Tidal metaphors help us see change as slow, cumulative, cyclical, and inevitable. Quiara Alegría Hudes invokes one in her powerful essay in this issue, “High Tide of Heartbreak,” adapted from a speech in which she recounts her career so far as a nerve-wracking tightrope walk between what she intends with her deeply personal, often culturally specific plays and a predominantly white theatre establishment that both embraces and misunderstands them, and which stubbornly refuses to be changed by them. That the Pulitzer-winning playwright of Water by the Spoonful is taking a break from the theatre, as she tells us here, should give us all pause to consider how well or poorly our field is doing at welcoming and nurturing the artists who give it body and mind and voice. Here the metaphor of rising water is both reassuring and forbidding: A high tide will break, though perhaps not before it’s managed to break things.

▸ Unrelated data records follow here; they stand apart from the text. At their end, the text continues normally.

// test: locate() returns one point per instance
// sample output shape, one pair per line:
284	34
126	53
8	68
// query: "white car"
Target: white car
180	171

There may be evidence of another slowly turning tide in this issue. In our lists of the most-produced plays and most-produced playwrights of the new season, culled from season listings submitted by TCG member theatres, something caught our eye: Of the top 11 most-produced plays this season (usually 10, but there’s a tie), a total of 8 are female-authored. And among the top 20 most-produced playwrights in the new season, 11 are women. For those keeping score, that is better than parity on both counts—indeed, these are the best results for female playwrights we’ve yet seen on these lists since we started making them in 1994.

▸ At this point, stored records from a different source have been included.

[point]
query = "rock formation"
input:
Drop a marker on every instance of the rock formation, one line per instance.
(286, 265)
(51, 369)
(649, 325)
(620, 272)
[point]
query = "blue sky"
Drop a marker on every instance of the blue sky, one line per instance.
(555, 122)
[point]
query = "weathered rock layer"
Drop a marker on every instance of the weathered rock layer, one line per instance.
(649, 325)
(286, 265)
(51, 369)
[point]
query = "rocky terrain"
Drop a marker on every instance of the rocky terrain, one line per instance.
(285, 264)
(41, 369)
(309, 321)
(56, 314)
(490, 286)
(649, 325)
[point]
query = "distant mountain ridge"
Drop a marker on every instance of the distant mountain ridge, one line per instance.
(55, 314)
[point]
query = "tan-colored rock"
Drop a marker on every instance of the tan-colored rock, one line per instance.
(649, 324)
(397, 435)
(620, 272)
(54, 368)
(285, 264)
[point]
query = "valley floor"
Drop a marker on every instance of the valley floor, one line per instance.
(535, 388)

So the topline numbers are encouraging—what about the rest of the field? We crunched those numbers for our annual gender and period count, and the results are striking: 30 percent of all this season’s plays and 40 percent of new plays (defined as plays written in the last decade) are written by women, up from 21 and 29, respectively, just three years ago. The momentum toward gender parity seems unmistakable, as is the related trend toward new works vs. classics, though you might reasonably respond: Hmm, new plays are still only 40 percent female-authored?

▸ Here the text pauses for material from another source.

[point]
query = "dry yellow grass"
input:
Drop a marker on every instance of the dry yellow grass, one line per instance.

If those trends don’t offer enough hope for an uncertain future, you might seek further encouragement from the education and engagement pros who are the subject of this season preview’s special issue—the folks who, under various titles and missions, do all the programming at theatres outside of the plays on the stage, but without whose path-breaking work our field would be a lot less vibrant, relevant, and communitarian. If we want the tides of our culture to turn—and I’m not sure how any of us could want otherwise—the forces of gravity that will effect such a change are none other than each of us, now, working individually and together. The solution, dear reader, is not in the moon or the stars but in ourselves.